Gemäß § 369 Abs 1 StPO wurde die Angeklagte schuldig erkannt, der Privatbeteiligten C* 200 Euro binnen 14 Tagen bei sonstiger Exekution zu zahlen. Mit ihren darüber hinausgehenden Ansprüchen wurde die Privatbeteiligte auf den Zivilrechtsweg verwiesen.

Nach dem Inhalt des Schuldspruchs hat A* in **

I. nachgenannte Personen mit zumindest einer Verletzung am Körper gefährlich bedroht, um diese in Furcht und Unruhe zu versetzen, und zwar

a. am 22. Mai 2023, C*, indem sie sagte „Komm her, dann schlag ich dir ins Gesicht“;

b. am 2. September 2023, C* und D*, indem sie sagte „Kommt her, dann schlage ich euch“;

II. am 6. September 2023, C* durch Gewalt zu einer Handlung, nämlich dem Unterlassen des Filmens mit ihrem Handy, zu nötigen versucht (§ 15 StGB), indem sie mit ihren Fuß versuchte deren Handy wegzutreten und ihr einen Schlag gegen die Schulter versetzte.
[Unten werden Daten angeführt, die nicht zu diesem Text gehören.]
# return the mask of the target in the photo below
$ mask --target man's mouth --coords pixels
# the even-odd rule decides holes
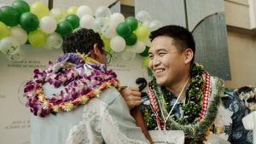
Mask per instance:
[[[160,72],[164,72],[164,71],[166,71],[165,69],[155,69],[154,70],[154,72],[155,73],[160,73]]]

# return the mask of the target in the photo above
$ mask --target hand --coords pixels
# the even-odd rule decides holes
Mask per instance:
[[[139,89],[137,87],[128,87],[122,90],[122,96],[124,97],[126,105],[129,109],[132,109],[136,106],[139,106],[141,104],[141,95],[142,93],[139,91]]]

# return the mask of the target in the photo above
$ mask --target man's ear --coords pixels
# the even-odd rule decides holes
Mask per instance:
[[[192,59],[193,59],[193,56],[194,56],[194,52],[192,49],[187,49],[185,51],[184,51],[184,55],[185,55],[185,64],[189,64],[191,62]]]

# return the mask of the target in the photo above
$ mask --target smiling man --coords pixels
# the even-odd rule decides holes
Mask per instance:
[[[241,123],[250,110],[235,89],[224,88],[222,79],[194,63],[191,32],[166,26],[151,32],[150,38],[149,67],[154,76],[140,107],[147,129],[183,130],[185,143],[206,143],[212,133],[217,137],[223,134],[231,143],[253,143],[253,132]],[[219,117],[221,105],[231,118]],[[229,119],[231,124],[225,123]]]

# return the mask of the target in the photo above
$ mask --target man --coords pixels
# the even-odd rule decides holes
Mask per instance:
[[[191,32],[166,26],[151,32],[150,39],[149,68],[154,77],[140,107],[148,130],[183,130],[185,143],[206,143],[216,132],[225,133],[231,143],[253,143],[253,132],[241,123],[250,110],[235,89],[224,88],[222,79],[210,77],[202,66],[194,64]],[[231,113],[232,124],[219,120],[221,104]]]
[[[31,114],[31,143],[149,143],[128,108],[140,103],[141,94],[125,89],[126,106],[115,73],[106,70],[108,53],[100,35],[82,28],[66,37],[63,52],[48,70],[35,70],[25,89],[26,106],[44,117]]]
Bei der Strafbemessung wertete das Erstgericht den bisherigen ordentlichen Lebenswandel und den Umstand, dass es zu II. beim Versuch geblieben ist, als mildernd, erschwerend hingegen das Zusammentreffen mehrerer Straftaten.
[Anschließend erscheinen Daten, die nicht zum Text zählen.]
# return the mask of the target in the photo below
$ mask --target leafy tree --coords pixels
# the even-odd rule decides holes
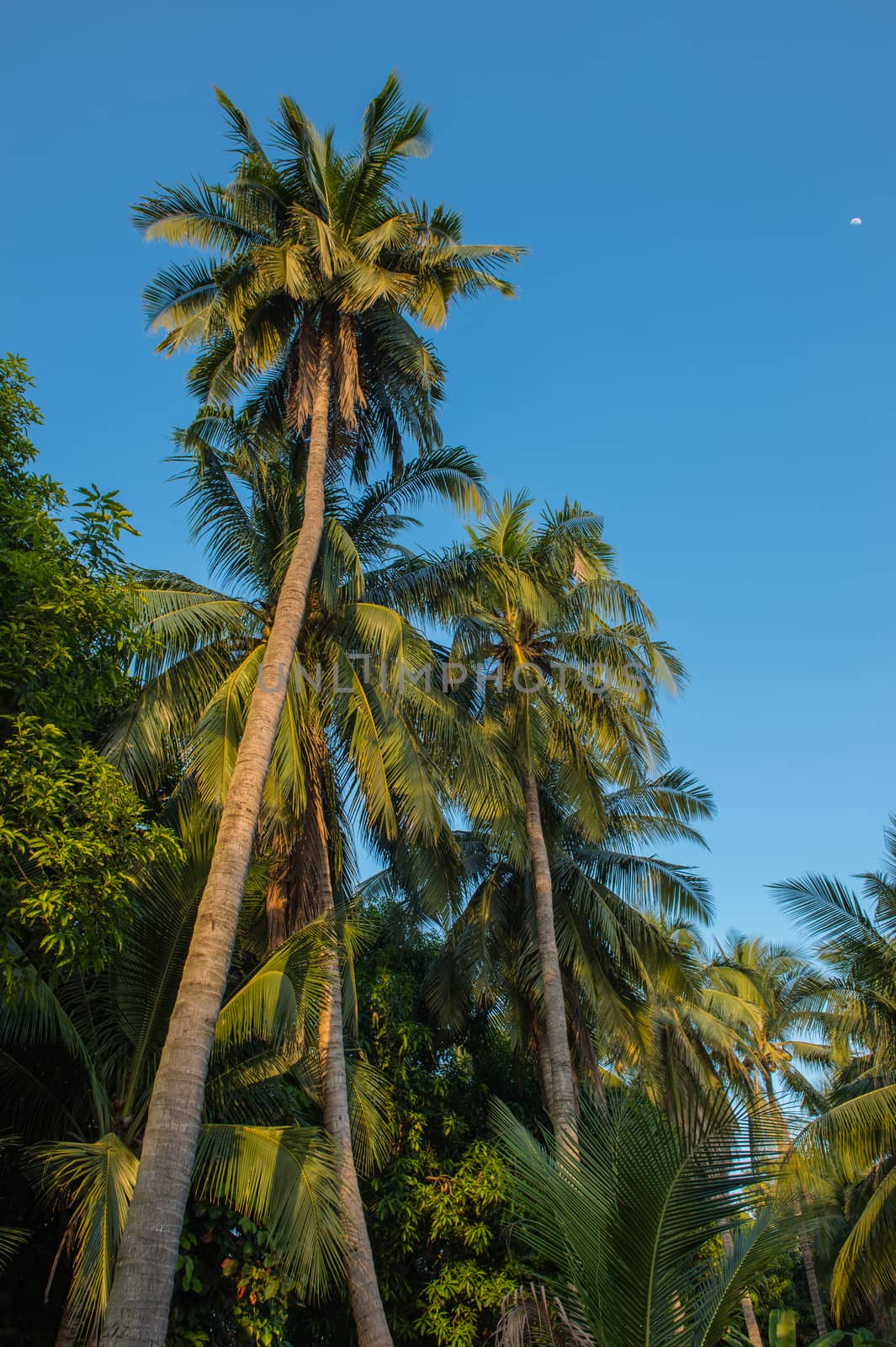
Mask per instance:
[[[28,968],[0,1008],[4,1121],[30,1144],[47,1206],[63,1214],[57,1262],[69,1250],[63,1336],[73,1342],[96,1335],[108,1305],[152,1082],[209,870],[209,828],[184,818],[180,841],[183,854],[159,861],[141,886],[113,966],[93,979],[73,973],[55,987]],[[328,1148],[297,1114],[324,985],[323,944],[309,928],[234,977],[215,1026],[192,1175],[198,1197],[268,1231],[284,1277],[301,1293],[319,1292],[342,1253]]]
[[[361,1043],[389,1086],[394,1121],[389,1164],[365,1185],[383,1303],[401,1347],[472,1347],[527,1274],[510,1242],[490,1096],[533,1118],[537,1088],[486,1017],[447,1033],[428,1013],[440,939],[409,920],[391,873],[362,885],[361,897],[375,931],[357,962]],[[348,1336],[344,1311],[301,1309],[291,1336],[336,1347]]]
[[[161,1347],[190,1187],[202,1080],[223,994],[277,725],[311,577],[324,533],[324,481],[346,438],[363,474],[373,440],[393,461],[401,431],[436,435],[439,384],[409,319],[439,327],[456,298],[494,288],[518,251],[461,242],[459,217],[394,199],[400,170],[426,144],[426,113],[406,108],[394,75],[369,104],[358,147],[335,148],[289,98],[280,102],[272,159],[246,117],[221,96],[239,164],[223,187],[199,182],[140,203],[149,237],[215,249],[149,287],[165,349],[199,342],[194,387],[227,400],[246,380],[273,379],[295,430],[307,430],[304,504],[277,594],[264,680],[253,691],[225,803],[209,892],[196,919],[182,995],[171,1021],[147,1122],[143,1161],[118,1259],[106,1342]],[[272,691],[273,690],[273,691]],[[355,1304],[366,1342],[390,1342],[374,1286]]]
[[[0,966],[87,970],[120,948],[135,880],[170,847],[91,746],[128,691],[130,597],[118,575],[128,511],[67,497],[32,469],[40,423],[24,361],[0,361]]]
[[[506,1109],[496,1114],[519,1237],[545,1290],[509,1304],[499,1342],[712,1347],[763,1266],[787,1246],[782,1214],[755,1215],[774,1165],[751,1149],[724,1095],[671,1115],[631,1090],[585,1103],[578,1160],[549,1152]],[[718,1234],[729,1237],[718,1250]]]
Gegen dieses Urteil richtet sich die unmittelbar nach Urteilsverkündung wegen Schuld und des Ausspruchs über die privatrechtlichen Ansprüche angemeldete Berufung der Angeklagten (ON 13 S 35), die in weiterer Folge fristgerecht und zulässigerweise (RIS Justiz RS0115811 [insb T7]) in puncto Nichtigkeit, Schuld, Strafe und des Ausspruchs über die privatrechtlichen Ansprüche zur Ausführung gebracht wurde (ON 18).
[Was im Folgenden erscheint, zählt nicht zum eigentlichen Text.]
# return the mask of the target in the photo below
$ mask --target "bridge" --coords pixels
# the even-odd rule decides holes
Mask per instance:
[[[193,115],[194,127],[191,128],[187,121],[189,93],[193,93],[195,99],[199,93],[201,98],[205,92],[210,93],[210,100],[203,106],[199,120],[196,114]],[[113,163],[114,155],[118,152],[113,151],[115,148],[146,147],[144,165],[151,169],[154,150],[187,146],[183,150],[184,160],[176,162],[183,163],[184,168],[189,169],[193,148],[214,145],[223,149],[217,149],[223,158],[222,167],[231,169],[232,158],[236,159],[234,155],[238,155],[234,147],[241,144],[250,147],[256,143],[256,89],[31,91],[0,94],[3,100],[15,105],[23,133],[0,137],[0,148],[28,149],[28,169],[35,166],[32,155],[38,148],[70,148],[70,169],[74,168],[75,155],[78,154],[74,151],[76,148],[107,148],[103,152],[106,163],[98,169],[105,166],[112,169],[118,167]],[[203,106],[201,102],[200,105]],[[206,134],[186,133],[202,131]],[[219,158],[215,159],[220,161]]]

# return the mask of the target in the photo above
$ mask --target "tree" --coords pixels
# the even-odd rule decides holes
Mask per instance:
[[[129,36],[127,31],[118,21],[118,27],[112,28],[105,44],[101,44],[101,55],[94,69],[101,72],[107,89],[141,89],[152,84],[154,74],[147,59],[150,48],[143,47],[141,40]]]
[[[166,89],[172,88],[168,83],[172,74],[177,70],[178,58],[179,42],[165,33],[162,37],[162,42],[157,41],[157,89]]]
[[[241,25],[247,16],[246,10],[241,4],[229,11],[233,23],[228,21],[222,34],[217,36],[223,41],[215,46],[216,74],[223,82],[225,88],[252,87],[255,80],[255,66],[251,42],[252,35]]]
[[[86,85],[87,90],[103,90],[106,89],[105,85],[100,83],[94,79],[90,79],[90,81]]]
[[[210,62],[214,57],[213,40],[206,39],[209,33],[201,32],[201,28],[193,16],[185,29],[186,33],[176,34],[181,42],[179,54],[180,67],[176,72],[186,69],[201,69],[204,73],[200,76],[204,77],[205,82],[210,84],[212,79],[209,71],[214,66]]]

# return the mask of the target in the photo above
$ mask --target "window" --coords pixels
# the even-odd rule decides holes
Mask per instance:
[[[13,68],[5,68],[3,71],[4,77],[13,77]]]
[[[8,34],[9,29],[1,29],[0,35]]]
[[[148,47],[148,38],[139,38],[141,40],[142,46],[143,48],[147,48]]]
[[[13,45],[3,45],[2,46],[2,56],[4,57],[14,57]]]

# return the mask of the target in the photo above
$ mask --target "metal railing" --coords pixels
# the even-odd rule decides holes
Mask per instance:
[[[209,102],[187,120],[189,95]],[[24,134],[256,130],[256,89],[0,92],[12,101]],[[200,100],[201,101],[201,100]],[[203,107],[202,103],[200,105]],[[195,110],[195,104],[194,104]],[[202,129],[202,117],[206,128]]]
Was die Reihenfolge der Behandlung der Berufungspunkte und Nichtigkeitsgründe anbelangt, geht eine wegen des Ausspruchs über die Schuld erhobene Berufung einer Rüge wegen der Z 9 bis 10a des § 281 Abs 1 (468 Abs 1 Z 4) StPO vor, jener wegen formeller Nichtigkeitsgründe jedoch nach (vgl Ratz, WK-StPO § 476 Rz 9).

Bezugspunkt der in Ansehung von II. erhobenen Mängelrüge (§ 281 Abs 1 Z 5 StPO) ist der Ausspruch des Gerichts über entscheidende Tatsachen, also - soweit hier von Interesse (Sanktionsfragen werden von der Berufung nicht angesprochen) - über schuld- oder subsumtionsrelevante Tatumstände (RIS-Justiz RS0106268). Neben dem Erfordernis der Bezugnahme auf entcheidende Tatsachen nennt das Gesetz fünf Kategorien von Begründungsfehlern, die Nichtigkeit nach Z 5 nach sich ziehen:

Undeutlichkeit im Sinn der Z 5 erster Fall ist gegeben, wenn - nach Beurteilung durch das Berufungsgericht, somit aus objektiver Sicht - nicht für sämtliche unter dem Gesichtspunkt der Nichtigkeitsgründe relevanten Urteilsadressaten, also für den Berufungswerber und das Rechtsmittelgericht, unzweifelhaft erkennbar ist, ob eine entscheidende Tatsachen in den Entscheidungsgründen festgestellt worden oder aus welchen Gründen die Feststellung entscheidender Tatsachen erfolgt ist (RIS-Justiz RS0117995).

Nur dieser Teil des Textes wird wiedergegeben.